La resaca de los fastos del 40 aniversario de la Constitución bien nos puede servir para valorar la importancia de la Carta Magna y el avance que supuso en términos de cambio histórico: lo que nos ha aportado desde entonces, con sus luces y sus sombras, y esas reformas que cada vez se hacen más necesarias siempre que existan los artífices competentes y el consenso necesario para las mismas. Parte de la clave del éxito de entonces, es que la política tenía sentido de Estado, escuchaba a la sociedad y estaba a su servicio, frente a la clara desafección de hoy, que sitúa a los partidos políticos en la segunda preocupación de los españoles según las encuestas del CIS, aupando a los populismos y al voto protesta antes que el de la ilusión.

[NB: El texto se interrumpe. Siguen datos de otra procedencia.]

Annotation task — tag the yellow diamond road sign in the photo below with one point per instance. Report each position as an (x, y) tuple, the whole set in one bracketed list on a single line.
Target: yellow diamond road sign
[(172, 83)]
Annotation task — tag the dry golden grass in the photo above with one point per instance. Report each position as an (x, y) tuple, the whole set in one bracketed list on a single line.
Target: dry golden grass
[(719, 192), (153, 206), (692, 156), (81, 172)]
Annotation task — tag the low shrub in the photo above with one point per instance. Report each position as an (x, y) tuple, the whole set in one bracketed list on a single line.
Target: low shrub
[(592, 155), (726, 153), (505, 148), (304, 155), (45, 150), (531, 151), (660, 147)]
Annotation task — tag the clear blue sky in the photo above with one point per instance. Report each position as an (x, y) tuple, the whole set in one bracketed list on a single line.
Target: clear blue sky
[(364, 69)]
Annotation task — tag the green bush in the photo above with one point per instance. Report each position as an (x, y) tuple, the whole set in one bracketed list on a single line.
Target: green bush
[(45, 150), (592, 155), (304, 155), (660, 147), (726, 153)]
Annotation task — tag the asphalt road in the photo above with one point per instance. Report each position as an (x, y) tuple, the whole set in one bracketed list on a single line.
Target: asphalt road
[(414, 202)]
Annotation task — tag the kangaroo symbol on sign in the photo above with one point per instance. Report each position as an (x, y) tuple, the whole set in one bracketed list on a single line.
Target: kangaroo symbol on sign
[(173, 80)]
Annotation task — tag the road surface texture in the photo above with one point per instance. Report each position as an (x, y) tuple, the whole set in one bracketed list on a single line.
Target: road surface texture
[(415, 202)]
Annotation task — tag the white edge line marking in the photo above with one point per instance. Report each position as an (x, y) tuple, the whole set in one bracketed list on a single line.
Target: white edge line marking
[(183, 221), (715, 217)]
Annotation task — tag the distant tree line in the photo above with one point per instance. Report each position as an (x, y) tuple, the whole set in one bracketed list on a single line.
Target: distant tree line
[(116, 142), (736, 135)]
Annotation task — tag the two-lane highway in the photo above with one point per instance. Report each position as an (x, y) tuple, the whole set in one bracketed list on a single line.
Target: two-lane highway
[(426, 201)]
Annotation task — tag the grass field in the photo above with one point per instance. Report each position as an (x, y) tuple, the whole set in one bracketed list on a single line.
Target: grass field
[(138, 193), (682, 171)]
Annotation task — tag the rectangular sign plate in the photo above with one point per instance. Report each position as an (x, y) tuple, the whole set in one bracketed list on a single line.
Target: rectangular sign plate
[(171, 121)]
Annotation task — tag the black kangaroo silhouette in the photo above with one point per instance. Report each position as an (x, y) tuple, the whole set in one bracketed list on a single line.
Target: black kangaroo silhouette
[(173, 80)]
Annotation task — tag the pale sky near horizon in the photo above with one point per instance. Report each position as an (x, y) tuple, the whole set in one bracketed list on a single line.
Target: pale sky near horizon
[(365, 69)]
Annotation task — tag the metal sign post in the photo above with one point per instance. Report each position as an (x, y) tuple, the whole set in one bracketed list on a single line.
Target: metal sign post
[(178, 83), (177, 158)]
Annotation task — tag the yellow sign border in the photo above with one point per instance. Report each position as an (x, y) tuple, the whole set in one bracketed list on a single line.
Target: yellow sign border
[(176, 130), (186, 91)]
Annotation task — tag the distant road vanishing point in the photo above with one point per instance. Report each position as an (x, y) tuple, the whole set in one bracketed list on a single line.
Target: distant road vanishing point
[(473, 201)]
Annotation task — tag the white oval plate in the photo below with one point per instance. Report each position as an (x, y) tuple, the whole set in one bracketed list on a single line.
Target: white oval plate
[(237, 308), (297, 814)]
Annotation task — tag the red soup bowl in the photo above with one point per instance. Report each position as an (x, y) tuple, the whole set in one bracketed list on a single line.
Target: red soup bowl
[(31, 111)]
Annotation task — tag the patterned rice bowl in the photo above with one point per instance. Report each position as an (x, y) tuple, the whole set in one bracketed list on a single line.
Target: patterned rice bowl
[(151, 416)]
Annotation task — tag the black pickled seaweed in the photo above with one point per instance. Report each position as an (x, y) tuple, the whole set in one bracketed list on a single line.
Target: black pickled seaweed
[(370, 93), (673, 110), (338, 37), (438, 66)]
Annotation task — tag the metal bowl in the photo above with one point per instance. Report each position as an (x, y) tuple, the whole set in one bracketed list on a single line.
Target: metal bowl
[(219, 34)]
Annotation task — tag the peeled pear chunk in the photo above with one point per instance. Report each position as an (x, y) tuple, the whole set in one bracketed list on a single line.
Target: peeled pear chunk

Pero sobre todo, me gustaría también valorar cómo éramos entonces, y cómo hemos cambiado a grandes rasgos. Eramos maestros de la ironía en una sociedad de silencios y tutelas; catedráticos del esfuerzo y del ahorro, y aprendices de casi todo ante un mundo que llamaba a nuestras puertas sin complejos. Sociológicamente había menos mayores, pero más integrados. Más hijos y menos rupturas matrimoniales, entre otras cosas porque el adulterio era delito y el divorcio no llegaría hasta la reforma Fernández Ordóñez del año 1981. En desarrollo económico y bienes materiales hemos progresado muchísimo, y nadie cambiaría su coche de hoy por el Ford Fiesta o el Simca 1200 de entonces. Ni su smartphone por la cabina de la esquina.

La vida era más simple, en blanco y negro. Hoy la vida es más plural y más compleja. Y pese a la pluralidad, el pensamiento totalitario de todo signo se abre camino hoy entre extensos sectores de la población. Hemos pasado de la sociedad de la esperanza a la sociedad de la crispación. Antes la gente era más paciente, sería tal vez porque no había whatsapps, frente a la sociedad de la inmediatez y de lo instantáneo. Y, en general, también era más respetuosa, frente al insulto gratuito hoy de las redes sociales. Era más cooperativa y menos competitiva. Hoy nos aguantamos bastante poco, somos más intransigentes y más agresivos. Vivimos con los mayores niveles de ansiedad y depresiones de nuestra historia, y más suicidios que nunca. La globalización y la revolución digital han transformado no solo las relaciones económicas, también los modelos de sociedad y la escala de valores de la misma. Nos hemos cosificado de la mano del neoliberalismo desbocado. Y fue en aquél contexto, donde generamos una Constitución que nos ha servido para convivir cuatro décadas, pero que hoy sería impensable consensuar. Deberíamos de mirárnoslo todos, tanto si quienes tienen altas responsabilidades levantaran la mirada a más largo plazo, como si los ciudadanos fuésemos capaces de desechar toda la basura mediática y manipuladora que nos llega, y nos pusiéramos a discernir y exigir qué mundo queremos para el futuro de nuestros hijos.